The ring people have a sixth sense about where the serious bidders are, Bennett said, and participants don’t need to make much of a gesture to be noticed. In fact, the biggest challenge the ring people have is that someone will inevitably stand up and wave at a friend across the room. That might be taken as a bid, but the ring people are trained to let the auctioneer know what is and is not a legitimate signal.
As soon as Barrett-Jackson accepts a vehicle for auction, photos and information about it are posted to the company’s website. A buyer with questions about a particular vehicle can contact Barrett-Jackson for additional information, including the vehicle identification number (VIN) or other details, and Barrett-Jackson will contact the seller to get complete answers when necessary. Savvy buyers can thus confirm a particular vehicle’s authenticity by decoding the VIN. Buyer’s can also check history reports on post-’80 vehicles through services such as Carfax.

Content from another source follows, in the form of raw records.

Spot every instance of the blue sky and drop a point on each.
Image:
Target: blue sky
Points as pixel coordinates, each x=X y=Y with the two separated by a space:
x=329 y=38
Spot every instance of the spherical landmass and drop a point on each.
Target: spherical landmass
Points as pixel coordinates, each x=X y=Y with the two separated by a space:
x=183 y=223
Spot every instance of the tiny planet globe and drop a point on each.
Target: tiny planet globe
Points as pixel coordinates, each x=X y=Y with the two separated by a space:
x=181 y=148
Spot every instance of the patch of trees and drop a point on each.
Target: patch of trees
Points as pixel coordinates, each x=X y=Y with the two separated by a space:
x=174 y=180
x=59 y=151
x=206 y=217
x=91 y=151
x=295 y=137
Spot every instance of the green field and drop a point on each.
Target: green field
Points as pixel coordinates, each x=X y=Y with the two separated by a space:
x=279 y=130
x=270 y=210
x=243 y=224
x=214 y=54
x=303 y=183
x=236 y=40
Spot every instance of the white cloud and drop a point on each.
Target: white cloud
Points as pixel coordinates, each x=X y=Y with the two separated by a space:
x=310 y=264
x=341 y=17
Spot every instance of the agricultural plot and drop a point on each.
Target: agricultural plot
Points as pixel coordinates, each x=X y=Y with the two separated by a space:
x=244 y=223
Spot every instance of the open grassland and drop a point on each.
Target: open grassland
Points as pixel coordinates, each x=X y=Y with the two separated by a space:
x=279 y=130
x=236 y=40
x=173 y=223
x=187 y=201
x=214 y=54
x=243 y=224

Once an auction is concluded and a final bid is accepted, only a material misrepresentation can hinder the title transfer process. If there should happen to be a material problem—a fault in the vehicle that hadn’t been disclosed, for instance—Barrett-Jackson will attempt to mediate the dispute to the satisfaction of all parties. Contractually, however, the transfer of ownership takes place at the moment the hammer drops and the auctioneer makes a “sold” announcement. The winning bidder signs a clerk ticket—a bill of sale—and his bidder number is put on the ticket. He then takes the clerk ticket into the auction office and goes through the cashiering process.
There are a few other fees that are the same as those associated with any vehicle sale.

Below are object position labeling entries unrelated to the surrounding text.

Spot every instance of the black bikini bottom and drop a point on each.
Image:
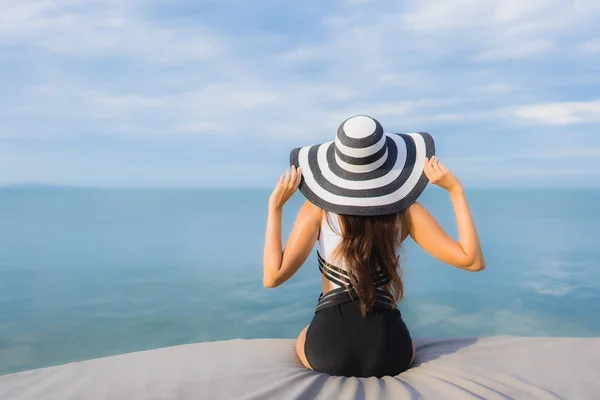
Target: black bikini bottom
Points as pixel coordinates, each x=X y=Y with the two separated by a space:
x=341 y=342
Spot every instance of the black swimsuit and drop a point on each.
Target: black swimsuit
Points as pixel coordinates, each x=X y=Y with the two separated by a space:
x=340 y=341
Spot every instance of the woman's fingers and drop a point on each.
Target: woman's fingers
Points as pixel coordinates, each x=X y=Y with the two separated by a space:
x=298 y=178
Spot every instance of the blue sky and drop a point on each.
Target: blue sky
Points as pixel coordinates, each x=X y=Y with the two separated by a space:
x=216 y=93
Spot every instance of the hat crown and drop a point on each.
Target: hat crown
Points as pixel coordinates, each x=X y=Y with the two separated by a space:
x=360 y=144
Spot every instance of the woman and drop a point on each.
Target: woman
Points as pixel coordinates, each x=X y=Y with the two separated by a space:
x=362 y=190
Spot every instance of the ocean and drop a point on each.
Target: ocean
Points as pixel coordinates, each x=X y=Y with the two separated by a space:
x=87 y=273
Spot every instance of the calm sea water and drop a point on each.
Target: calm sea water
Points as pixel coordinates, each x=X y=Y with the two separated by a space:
x=91 y=273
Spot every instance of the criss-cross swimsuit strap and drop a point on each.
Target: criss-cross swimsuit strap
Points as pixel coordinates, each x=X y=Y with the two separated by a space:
x=345 y=292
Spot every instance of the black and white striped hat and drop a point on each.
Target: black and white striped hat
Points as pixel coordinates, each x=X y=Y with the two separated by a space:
x=364 y=171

The winning bidder must pay the appropriate state sales tax and may pay a city tax, depending on where the auction took place. No sales taxes are collected for the state in which the auction was held if the vehicle will be shipped away, but the winner will need a bill of lading showing that the car is being shipped out of state. The shipper can provide a document saying where the vehicle is being picked up and where it is being shipped to. When the vehicle is delivered, it is incumbent upon the new owner to go to the local DMV, transfer the title and pay the appropriate taxes and license fees. Barrett-Jackson has three major enclosed transporter companies as sponsors, and they are on-site at each auction in case buyers require their services.
The most important best practice for automotive auctions is ensuring that the auction company is a well-established company with defined rules and transparent policies. “I encourage people to perform their due diligence,” Davis said. “Ask questions about how long the auction company has been in business, about their business practices and their auction practices. It’s the most important thing to look at when you decide to buy or sell at an auction.”
This series of SEMA News stories is based on the idea of using reliable and repeatable methods to ensure business success. In the coming issues, we will delve into a range of topics aimed at developing Best Practices through knowledge, motivation and skills.